Note that although bloom filters can generate false positives, this does not affect correctness since the software handler will verify whether an object is indeed Queued or Forwarded by reading their headers. When the software handler moves the value object from DRAM to the NVM, it uses instructions InsertBFFWD and InsertBFTRANS to add the base address of the object into the filters, before starting the recursive process of computing the transitive closure. Every once for a while, a background GC thread starts, which scans all non-forwarded objects, and update the references to forwarded objects with their NVM addresses. This bulk update operation amortizes the cost of object scanning for pointer updates when the address of an object changes. After the bulk update completes, the FWD filter is cleared.

The TRANS filter is cleared when a software handler completes the transitive closure for a migration. Althouth the paper does not mention whether object migration must be serialized, it seems so, since otherwise, different migration processes can overlap, which inserts into the TRANS filter concurrently, making it difficult to clear the filter when objects are no longer blocked.

CheckStoreH instruction, on the other hand, only checks the host object. It first checks if the host object is in DRAM, and forwarded, and if true, then the software handler is called for address translation. If transaction is on then logging is also performed. Otherwise, the update is just applied in-place.

CheckLoad instruction works almost the same as CheckStoreH, except that it does not check transactional mode. The address translation is performed if the object is in DRAM and it is forwarded. The actual address after translation is used for fulfilling the load.

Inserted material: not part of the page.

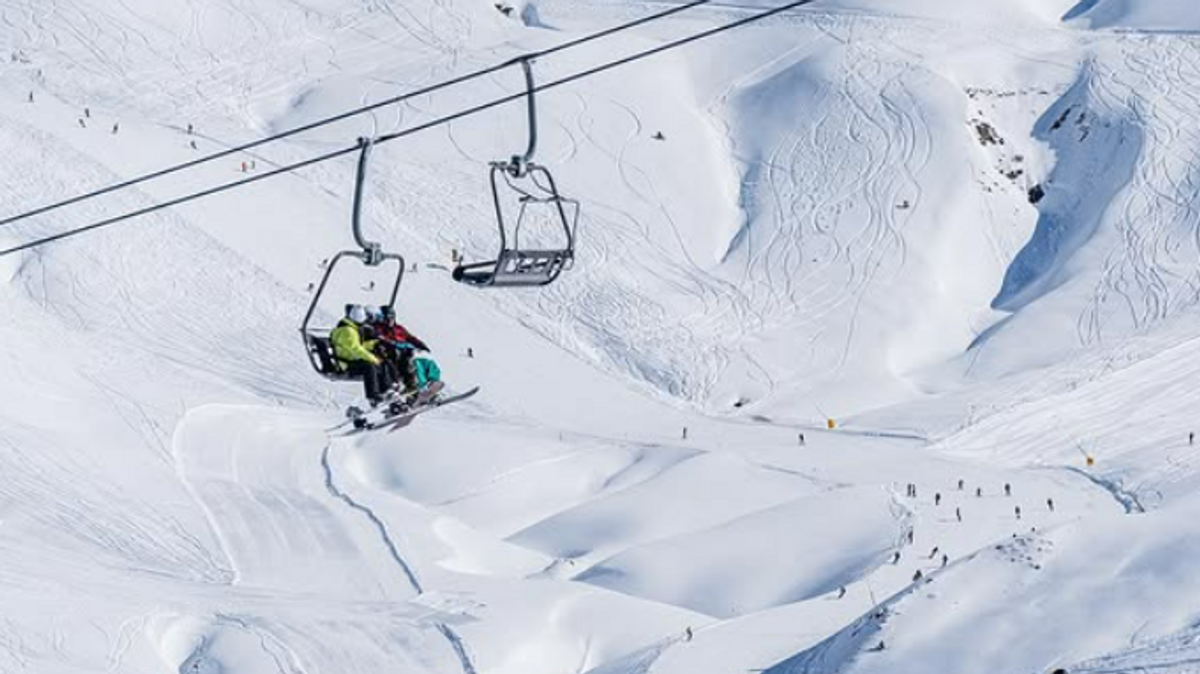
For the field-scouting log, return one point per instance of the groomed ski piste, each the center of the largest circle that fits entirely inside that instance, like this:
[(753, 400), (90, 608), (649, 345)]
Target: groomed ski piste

The paper also proposes an efficient form of NVM write, which is a compromise between non-temporal, streaming writes and regular cache coherent writes. With regular writes, a cache block should be first fetched from the NVM before it can be updated in-place in the cache hierarchy, and then evicted back to the NVM for persistence. This process requires two round-trips between the L1 and the NVM. On the other hand, a non-temporal write can push the request directly to the memory controller, requiring only one round-trip latency, but it does not work well with coherence, since it bypasses the hierarchy entirely. This paper suggests that an ideal write operation should both work well with coherence for easier programming, and minimizes the latency. To this end, a new write primitive is proposed, such that it does not fetch the block to be written into the L1, but instead, the request is pushed through the hierarchy, allowing each level to incorporate the changes, and then sent to the memory controller for NVM update. When the request arrives at the LLC, the directory is locked, such that only one outstanding request per address is supported. The consistency model, therefore, is defined by the order that the LLC directory entry is locked.